三寒四温(さんかんしおん)、暖(あたた)かい日(ひ)も多(おお)くなるこの頃(ごろ)、活動(かつどう)を始(はじ)める木々(きぎ)が増(ふ)えてきます。
児童(じどう)センター奥(おく)や外周道路(がいしゅうどうろ)213番(ばん)(ちか)くに植(う)えられているミツマタも、春(はる)を待(ま)ちわびるかのように、葉(は)を出(だ)す前(まえ)の枝(えだ)いっぱいに黄色(きいろ)い花(はな)を咲(さ)かせます。

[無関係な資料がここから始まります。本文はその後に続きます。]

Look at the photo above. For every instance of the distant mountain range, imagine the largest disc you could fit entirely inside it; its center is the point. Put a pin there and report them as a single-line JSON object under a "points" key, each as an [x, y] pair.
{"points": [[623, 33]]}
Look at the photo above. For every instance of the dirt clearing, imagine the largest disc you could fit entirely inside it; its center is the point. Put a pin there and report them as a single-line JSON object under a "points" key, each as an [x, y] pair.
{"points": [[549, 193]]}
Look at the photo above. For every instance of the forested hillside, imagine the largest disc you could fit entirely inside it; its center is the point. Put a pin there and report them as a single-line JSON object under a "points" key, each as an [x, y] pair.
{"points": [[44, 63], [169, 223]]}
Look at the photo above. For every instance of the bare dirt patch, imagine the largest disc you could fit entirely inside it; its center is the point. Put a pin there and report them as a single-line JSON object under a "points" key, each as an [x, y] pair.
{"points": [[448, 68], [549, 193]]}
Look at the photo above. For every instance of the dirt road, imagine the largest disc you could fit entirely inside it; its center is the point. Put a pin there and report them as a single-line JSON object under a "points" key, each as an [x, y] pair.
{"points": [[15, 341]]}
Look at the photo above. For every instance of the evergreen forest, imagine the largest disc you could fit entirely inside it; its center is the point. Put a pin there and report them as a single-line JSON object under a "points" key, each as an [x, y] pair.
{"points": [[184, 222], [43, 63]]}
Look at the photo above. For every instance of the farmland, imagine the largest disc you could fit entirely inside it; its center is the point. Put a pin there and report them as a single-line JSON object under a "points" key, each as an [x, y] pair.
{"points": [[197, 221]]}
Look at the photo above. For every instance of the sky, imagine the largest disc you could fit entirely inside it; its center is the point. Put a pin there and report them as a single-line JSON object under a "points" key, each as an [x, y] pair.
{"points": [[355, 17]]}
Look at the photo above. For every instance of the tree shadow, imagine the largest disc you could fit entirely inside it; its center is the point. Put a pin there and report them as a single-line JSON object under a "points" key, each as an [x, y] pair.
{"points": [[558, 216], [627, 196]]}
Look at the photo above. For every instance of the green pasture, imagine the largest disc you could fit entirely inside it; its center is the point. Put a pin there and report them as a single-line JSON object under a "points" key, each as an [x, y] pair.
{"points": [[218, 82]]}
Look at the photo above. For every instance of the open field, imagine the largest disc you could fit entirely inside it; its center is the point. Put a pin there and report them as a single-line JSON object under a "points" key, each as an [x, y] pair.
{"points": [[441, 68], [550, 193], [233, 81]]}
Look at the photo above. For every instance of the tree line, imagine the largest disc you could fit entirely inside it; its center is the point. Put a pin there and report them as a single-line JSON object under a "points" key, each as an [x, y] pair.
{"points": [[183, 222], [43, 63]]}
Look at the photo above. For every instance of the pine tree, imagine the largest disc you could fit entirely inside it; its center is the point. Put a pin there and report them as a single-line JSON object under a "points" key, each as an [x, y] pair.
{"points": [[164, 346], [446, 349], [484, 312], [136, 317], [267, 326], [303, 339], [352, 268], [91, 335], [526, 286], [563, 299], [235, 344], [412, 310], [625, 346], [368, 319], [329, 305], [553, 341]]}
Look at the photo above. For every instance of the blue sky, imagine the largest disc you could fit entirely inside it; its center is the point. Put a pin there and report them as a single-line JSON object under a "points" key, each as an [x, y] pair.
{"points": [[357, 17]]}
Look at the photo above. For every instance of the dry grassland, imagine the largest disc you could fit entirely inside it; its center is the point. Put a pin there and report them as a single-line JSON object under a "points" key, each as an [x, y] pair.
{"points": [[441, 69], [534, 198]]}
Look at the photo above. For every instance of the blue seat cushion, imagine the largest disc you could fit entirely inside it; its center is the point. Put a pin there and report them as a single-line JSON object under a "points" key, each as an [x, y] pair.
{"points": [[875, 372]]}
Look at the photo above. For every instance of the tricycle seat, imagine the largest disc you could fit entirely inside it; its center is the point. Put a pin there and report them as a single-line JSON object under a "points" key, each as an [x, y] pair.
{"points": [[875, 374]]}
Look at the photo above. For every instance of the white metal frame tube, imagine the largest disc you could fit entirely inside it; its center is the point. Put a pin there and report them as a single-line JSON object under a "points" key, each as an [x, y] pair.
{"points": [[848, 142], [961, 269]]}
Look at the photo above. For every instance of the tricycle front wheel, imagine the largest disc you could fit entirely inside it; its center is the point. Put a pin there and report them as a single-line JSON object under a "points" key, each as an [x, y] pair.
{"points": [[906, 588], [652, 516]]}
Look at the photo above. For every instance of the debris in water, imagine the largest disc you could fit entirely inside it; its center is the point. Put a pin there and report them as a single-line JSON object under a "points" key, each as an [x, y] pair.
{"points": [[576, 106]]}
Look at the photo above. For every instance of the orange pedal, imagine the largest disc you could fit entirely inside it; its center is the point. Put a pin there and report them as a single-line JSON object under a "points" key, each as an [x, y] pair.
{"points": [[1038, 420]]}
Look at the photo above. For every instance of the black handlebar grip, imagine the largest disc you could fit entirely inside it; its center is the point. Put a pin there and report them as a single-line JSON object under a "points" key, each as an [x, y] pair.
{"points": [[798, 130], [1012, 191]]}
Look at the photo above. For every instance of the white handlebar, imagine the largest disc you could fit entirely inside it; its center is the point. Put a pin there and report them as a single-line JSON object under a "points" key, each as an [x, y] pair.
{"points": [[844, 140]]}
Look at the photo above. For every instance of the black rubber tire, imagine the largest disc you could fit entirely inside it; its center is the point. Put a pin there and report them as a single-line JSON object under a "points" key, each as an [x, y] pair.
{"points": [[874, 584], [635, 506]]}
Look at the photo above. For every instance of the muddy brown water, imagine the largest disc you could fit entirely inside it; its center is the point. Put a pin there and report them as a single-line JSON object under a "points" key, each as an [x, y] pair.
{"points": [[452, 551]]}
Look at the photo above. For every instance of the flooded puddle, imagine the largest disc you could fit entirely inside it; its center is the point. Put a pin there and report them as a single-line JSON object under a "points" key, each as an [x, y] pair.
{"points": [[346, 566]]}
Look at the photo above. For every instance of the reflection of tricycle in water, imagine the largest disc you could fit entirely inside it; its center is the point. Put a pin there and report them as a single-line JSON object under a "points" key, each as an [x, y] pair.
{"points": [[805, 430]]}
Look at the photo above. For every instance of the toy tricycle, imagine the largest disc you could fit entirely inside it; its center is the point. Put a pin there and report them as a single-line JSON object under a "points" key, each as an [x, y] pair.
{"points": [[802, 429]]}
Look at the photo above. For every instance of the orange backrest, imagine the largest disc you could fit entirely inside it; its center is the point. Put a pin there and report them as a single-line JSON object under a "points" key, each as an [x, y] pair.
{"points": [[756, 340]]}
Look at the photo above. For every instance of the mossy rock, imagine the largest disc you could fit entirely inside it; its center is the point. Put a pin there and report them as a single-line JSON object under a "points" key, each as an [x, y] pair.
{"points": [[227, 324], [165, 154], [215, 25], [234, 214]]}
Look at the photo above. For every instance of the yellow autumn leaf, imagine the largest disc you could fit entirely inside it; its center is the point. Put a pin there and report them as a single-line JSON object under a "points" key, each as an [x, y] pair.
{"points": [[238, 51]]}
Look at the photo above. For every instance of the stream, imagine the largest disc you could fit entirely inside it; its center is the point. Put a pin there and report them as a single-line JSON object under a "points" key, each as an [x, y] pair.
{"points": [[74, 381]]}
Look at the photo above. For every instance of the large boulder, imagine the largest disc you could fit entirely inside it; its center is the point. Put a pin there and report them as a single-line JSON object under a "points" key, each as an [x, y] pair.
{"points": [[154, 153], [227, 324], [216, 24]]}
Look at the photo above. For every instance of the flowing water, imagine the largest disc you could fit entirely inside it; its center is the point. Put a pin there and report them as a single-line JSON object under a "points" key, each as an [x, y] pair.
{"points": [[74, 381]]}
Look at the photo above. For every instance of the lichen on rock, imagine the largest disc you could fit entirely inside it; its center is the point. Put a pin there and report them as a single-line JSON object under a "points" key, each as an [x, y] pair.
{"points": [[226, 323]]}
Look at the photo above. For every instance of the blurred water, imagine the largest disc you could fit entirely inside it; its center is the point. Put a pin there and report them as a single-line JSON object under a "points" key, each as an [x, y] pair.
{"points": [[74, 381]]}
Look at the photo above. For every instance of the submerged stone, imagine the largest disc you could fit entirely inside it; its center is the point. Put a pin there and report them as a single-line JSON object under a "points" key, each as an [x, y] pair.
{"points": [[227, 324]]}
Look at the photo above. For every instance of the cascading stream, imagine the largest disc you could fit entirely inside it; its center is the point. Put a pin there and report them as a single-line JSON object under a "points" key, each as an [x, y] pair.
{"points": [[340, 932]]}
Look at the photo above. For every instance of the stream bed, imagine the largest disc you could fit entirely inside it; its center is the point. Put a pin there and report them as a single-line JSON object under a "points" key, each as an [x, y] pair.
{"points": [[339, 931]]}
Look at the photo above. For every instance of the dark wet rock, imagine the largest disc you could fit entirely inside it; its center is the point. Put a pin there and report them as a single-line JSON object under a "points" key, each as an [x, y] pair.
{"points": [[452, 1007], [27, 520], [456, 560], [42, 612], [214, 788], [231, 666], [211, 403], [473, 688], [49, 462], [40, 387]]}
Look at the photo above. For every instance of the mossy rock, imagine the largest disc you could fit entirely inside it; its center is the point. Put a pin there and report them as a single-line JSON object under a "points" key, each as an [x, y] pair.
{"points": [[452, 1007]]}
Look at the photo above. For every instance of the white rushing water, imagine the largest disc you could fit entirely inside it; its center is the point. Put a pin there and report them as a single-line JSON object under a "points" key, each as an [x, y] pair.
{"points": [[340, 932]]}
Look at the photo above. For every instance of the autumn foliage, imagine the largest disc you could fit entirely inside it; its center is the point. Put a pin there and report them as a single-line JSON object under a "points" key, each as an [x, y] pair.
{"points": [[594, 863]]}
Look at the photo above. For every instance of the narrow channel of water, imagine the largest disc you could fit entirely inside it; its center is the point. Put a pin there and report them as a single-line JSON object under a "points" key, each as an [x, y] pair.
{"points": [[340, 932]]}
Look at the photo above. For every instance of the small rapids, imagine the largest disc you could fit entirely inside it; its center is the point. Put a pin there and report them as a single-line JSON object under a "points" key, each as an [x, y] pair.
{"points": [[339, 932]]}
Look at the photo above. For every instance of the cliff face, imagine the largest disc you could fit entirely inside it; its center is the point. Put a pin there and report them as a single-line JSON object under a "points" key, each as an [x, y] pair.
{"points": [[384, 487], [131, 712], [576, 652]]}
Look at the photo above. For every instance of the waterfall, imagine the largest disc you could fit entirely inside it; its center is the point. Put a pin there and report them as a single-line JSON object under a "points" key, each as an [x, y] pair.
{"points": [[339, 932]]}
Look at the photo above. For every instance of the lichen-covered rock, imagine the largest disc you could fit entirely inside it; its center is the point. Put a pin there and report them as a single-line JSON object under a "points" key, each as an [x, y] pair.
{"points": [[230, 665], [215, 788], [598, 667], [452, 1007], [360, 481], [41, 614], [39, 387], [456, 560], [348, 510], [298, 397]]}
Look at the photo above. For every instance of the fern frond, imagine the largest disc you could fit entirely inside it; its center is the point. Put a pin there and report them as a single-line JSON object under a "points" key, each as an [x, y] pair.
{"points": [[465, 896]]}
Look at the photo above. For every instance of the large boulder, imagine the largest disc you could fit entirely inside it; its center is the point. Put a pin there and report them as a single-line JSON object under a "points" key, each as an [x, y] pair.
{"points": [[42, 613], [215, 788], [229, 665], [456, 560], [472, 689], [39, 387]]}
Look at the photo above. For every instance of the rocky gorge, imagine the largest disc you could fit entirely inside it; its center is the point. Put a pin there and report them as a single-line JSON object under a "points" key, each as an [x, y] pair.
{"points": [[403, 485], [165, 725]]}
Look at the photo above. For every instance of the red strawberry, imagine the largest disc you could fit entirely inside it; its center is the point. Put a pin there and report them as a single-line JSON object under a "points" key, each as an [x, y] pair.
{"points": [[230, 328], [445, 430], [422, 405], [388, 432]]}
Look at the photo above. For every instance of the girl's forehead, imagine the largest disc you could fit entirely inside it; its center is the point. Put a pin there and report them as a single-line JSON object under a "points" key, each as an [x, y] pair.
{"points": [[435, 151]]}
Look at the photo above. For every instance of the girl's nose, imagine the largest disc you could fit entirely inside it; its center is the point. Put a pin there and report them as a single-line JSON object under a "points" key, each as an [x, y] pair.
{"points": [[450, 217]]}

頭状花序(とうじょうかじょ)というたくさんの小花(こばな)の集(あつ)まりはアシナガバチの巣(す)のような形(かたち)をつくり、外側(そとがわ)から内側(うちがわ)へと咲いていきます。
中国原産(ちゅうごくげんさん)のジンチョウゲ科(か)ミツマタ属(ぞく)の落葉低木(らくようていぼく)で、枝が三(み)つ又(また)に分(わ)かれることから名前(なまえ)が付(つ)けられました。
樹皮(じゅひ)の繊維(せんい)は丈夫(じょうぶ)で、江戸時代(えどじだい)から和紙(わし)を作(つく)るために使(つか)われ始(はじ)め、明治時代(めいじじだい)にはお札(さつ)をつくる印刷局(いんさつきょく)で使われるようになりました。今(いま)でもお札や手(て)すきの和紙の欠(か)かせない原料(げんりょう)として活躍(かつやく)しています。
木材(もくざい)や花ではなく、樹皮の繊維を利用(りよう)される植物(しょくぶつ)なので、花を知(し)っている人(ひと)は少(すく)ないと思(おも)います。
可愛(かわい)らしい形の花が、毎年(まいとし)、早春(そうしゅん)を告(つ)げてくれます。